Lily Allen has never been particularly kind to other women, slagging off female pop stars such as Girls Aloud and Katy Perry. Allen's song "Cheryl Tweedy", with its lyric wishing she "looked just like" the Girls Aloud star, was pure tongue in cheek. Just in case Tweedy hadn't realised, Allen made sure that she learnt the "compliment" was intended to be sarcastic with follow-up and very public digs. Then there is the way that Allen giggles onstage, even at the less-than-girlish age of 23. It's just the kind of obvious pandering to male attention that rubs other women up the wrong way, as are her titillating suggestions to her audiences that she might "accidentally" fall out of her corset top.
But could it be that Allen is amending her ways and becoming more of a friend to fellow women? Her new album, It's Not Me, It's You, seems to be directed at women, for them to identify with and nod along knowingly to. Men, meanwhile, are its frequently ridiculed subject matter.
When the pop starlet burst out of MySpace, it was her wry and blunt lyrical observations that made her famous. Now her tales of love and relationships, which never try to glamorise, will make the listener cringe with recognition.
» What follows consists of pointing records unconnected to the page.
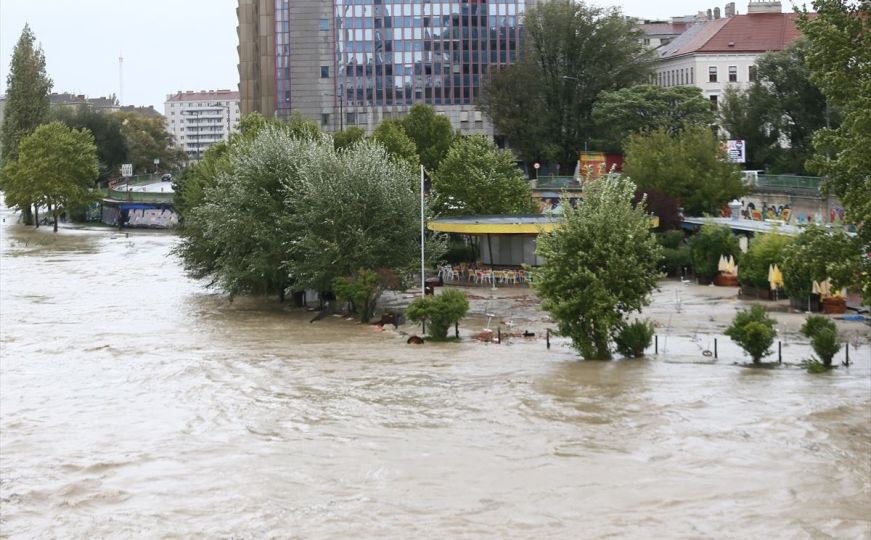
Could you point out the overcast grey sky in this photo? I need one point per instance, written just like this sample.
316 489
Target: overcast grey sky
170 45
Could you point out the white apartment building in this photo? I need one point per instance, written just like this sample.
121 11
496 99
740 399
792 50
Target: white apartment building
198 120
718 53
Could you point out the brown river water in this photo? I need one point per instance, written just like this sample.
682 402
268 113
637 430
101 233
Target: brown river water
136 403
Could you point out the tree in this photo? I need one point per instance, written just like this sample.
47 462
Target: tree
147 139
753 330
818 254
645 107
27 105
478 178
441 311
690 166
782 105
708 245
392 137
432 134
56 168
106 128
351 210
750 116
346 138
572 52
595 274
765 250
839 57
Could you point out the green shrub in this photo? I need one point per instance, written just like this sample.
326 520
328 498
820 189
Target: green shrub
814 323
708 245
441 311
765 250
670 239
753 330
633 338
825 343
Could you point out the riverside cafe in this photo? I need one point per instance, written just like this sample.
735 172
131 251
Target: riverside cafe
504 240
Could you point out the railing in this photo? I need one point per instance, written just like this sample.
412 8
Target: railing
556 182
788 182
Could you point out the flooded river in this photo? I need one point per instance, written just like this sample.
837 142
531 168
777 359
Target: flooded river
136 403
Most twentysomething women will identify with at least one of the songs from her new album.
I pity the subject of "Never Gonna Happen", the lingering, obsessive ex-lover who just won't take the hint, and gets labelled a "fool". I can hear the chuckles of familiarity in response to Allen's blunt and derisive rebuttal of a man whose pride makes it difficult for him to accept "no" for an answer. In her contemporary world of equality in relationships and sex, Allen shows that women can have the upper hand, too: "Now, I know you feel betrayed, but it's been weeks since I got laid... But I don't understand what else a girl in my position's to do". Even more so, I pity the boyfriend of "It's Not Fair", who appears to be perfect but turns out to be crap in bed ("You're supposed to care/ But you never make me scream"), to whom she directs the album's most humiliating and biting line: "I look into your eyes, I want to get to know you/ And then you make this noise and it's apparent it's all over."
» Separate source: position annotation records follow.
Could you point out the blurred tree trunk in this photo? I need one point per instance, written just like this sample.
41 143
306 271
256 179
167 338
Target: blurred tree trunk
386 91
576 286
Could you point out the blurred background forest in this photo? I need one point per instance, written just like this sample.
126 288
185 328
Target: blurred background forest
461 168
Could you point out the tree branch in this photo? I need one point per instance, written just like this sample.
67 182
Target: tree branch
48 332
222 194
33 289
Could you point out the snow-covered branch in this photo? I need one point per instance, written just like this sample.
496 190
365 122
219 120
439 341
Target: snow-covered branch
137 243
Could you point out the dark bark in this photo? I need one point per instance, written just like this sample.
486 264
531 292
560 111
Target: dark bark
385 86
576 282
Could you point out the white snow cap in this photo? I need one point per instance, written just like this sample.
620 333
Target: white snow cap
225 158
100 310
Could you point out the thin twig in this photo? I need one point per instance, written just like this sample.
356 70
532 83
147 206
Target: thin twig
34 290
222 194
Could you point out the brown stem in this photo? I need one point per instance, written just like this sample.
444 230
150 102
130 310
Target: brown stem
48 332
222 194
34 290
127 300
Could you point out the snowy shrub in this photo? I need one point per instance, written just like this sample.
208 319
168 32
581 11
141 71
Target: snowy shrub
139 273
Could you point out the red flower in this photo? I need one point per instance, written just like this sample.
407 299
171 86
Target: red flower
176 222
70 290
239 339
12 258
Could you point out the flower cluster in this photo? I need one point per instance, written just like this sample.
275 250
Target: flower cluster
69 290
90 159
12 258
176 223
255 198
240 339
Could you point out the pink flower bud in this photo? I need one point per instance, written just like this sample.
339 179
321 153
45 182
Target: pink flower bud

While the Natalie Imbruglias and Kelly Clarksons of the pop world consistently depict women as needy and helpless in love, it's not often you get the female perspective on bad lovers. And, though Allen does show her vulnerable side in "I Could Say", most likely a song about her ex-boyfriend Ed Simons of The Chemical Brothers, she's clear that she's better off without him: "Since you've gone I've lost that chip on my shoulder/ Now you're gone it's like I've been let out of my cage."
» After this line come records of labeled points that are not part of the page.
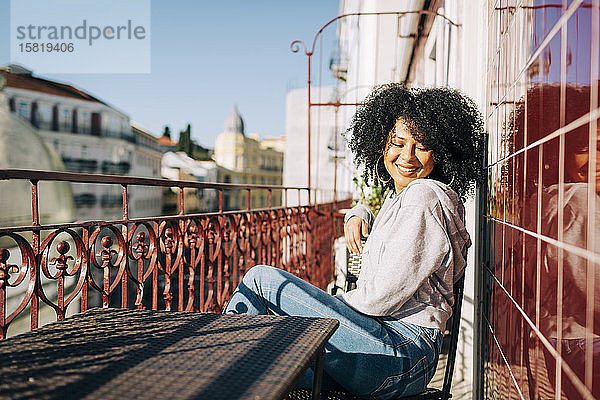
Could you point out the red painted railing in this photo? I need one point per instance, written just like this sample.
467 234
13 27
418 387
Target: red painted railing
186 262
Women, on the other hand, are recipients of her understanding. There is sympathy for the woman who parties away her twenties and is all washed up by 30 in "22", a gorgeous song in which Allen abandons her usual deadpan, laconic delivery. What's more, she apologises to an old female friend for being a terrible girlfriend in "Back to the Start". She's not content with any old casual apology; instead she admits her unkindness is a result of her own catty jealousy: "You always were and you always will be the taller and the prettier one/ People seem to love you/ They gravitate towards you/ That's why I started to hate you so much." Recognising a flaw is halfway to solving it. It's a sign that Allen is finally putting her acrimonious attitude towards other women behind her.
She might not be a feminist, but Lily Allen is that rare thing: a star who offers the usually unspoken female perspective on relationships, in songs with which women can identify intuitively.